I recently purchased a USA trains GG1. As the sound and light effects of the Quantum decoder are really fine this is the first engine I did not convert to DCC using Zimo. 

Yet I got a big question: Is it possible to control the pantographs with dcc also?? 

I read something in the users manual but didn't find anything sufficient describing what to do exactly. USA trains simply answered, "the pantographs are controlled manually". 
So is anybody familiar with Quantum and maybe even this specific task? The CVs that ned to be adjusted and their values would be great.

Any help is appreciated! Thanks in advance

Frank


----------



## Cougar Rock Rail (Jan 2, 2008)

Hi Frank, 

I'm sorry I'm not familiar with the Quantum decoder, so I'm not sure if they can control servos like the Zimo or Massoth. Recently I converted an LGB croc that had manual pantographs to operate using DCC, but I was already using a Zimo decoder with direct plug in for the servos. 

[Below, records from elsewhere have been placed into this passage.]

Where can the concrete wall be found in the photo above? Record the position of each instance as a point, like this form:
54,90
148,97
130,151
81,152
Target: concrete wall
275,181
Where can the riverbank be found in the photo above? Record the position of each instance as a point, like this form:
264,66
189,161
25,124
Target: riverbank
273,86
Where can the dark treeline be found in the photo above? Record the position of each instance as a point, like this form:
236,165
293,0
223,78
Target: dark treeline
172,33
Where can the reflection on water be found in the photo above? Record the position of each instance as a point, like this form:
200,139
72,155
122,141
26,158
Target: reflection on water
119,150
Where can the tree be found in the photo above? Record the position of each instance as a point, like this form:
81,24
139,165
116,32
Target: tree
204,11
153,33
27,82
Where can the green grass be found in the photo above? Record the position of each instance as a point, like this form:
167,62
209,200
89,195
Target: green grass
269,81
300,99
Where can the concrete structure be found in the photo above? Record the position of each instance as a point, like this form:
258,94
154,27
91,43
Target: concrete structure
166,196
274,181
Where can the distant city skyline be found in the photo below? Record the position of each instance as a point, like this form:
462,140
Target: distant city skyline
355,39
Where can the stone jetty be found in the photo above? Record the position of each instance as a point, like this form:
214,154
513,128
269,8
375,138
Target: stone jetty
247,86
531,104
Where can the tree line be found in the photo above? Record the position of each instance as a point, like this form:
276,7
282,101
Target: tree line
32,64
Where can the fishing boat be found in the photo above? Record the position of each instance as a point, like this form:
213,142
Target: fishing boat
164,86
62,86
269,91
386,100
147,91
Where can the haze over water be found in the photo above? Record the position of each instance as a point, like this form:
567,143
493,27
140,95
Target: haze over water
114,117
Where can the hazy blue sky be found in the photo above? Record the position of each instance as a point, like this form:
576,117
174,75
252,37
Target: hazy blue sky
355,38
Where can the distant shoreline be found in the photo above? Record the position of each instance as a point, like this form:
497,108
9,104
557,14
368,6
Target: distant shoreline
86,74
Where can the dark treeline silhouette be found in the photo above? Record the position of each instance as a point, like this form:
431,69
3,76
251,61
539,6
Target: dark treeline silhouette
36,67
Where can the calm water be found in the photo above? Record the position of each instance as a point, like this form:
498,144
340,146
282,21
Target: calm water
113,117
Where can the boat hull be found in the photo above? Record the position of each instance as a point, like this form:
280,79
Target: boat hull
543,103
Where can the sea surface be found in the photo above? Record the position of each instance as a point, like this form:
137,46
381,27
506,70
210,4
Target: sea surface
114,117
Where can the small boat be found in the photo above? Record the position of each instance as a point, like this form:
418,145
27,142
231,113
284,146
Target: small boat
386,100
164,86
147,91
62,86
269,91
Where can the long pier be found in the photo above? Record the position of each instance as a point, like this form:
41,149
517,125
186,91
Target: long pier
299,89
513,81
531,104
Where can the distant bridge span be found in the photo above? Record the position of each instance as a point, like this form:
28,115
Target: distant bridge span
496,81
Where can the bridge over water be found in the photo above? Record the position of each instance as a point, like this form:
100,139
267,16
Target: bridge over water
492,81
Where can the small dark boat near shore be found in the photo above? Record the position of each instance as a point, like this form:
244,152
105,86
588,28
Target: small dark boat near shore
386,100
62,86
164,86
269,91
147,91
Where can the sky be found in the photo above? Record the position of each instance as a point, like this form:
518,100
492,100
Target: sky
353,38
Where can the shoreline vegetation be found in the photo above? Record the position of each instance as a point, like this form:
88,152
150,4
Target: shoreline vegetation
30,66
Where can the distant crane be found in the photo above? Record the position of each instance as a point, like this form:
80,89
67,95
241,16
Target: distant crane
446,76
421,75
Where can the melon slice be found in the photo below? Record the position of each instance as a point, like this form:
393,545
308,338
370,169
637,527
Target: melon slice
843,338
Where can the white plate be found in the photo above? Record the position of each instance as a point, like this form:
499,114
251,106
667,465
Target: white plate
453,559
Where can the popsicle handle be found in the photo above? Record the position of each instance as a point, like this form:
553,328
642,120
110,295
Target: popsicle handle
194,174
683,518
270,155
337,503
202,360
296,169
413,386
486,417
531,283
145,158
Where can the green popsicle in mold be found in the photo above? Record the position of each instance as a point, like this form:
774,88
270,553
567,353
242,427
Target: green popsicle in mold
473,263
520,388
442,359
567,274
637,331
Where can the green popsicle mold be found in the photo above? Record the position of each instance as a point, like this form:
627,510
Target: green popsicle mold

Assuming the QSI decoder you have can't control servos, I would recommend you install a small function decoder like the Massoth 8FL set to the same address as your main decoder, which can operate the two servos for your pantographs, works really well and is easy to program the end points, speed of rotation etc. If your pantographs naturally spring upwards, then you can have the servo pull or wind a small cable connected to one of the pantograph arms--that's how I did it on my crocodile. 

Keith


----------



## Greg Elmassian (Jan 3, 2008)

The decoder is an earlier model made by QSI. There's also custom boards. Do you have the manual that at least mentions some of the DCC functions? 

I'd take Keith's advice and wire the decoder in parallel with the push buttons that control the pantograph. The issue will be for you to figure out the "electrical sense" of the buttons, i.e. do they short to ground, do they short to positive, and which side is which. 

Alternatively, if you are not comfortable with that, is to add a small relay for each pushbutton you want to "automate" put the relay contacts in parallel with the pushbuttons (one by one) and then control the relay from the function decoder, making sure of course you use a "kickback" diode across the relay coil to protect the decoder. 

We can help you here, it all depends on how adventurous you are. 

Greg


----------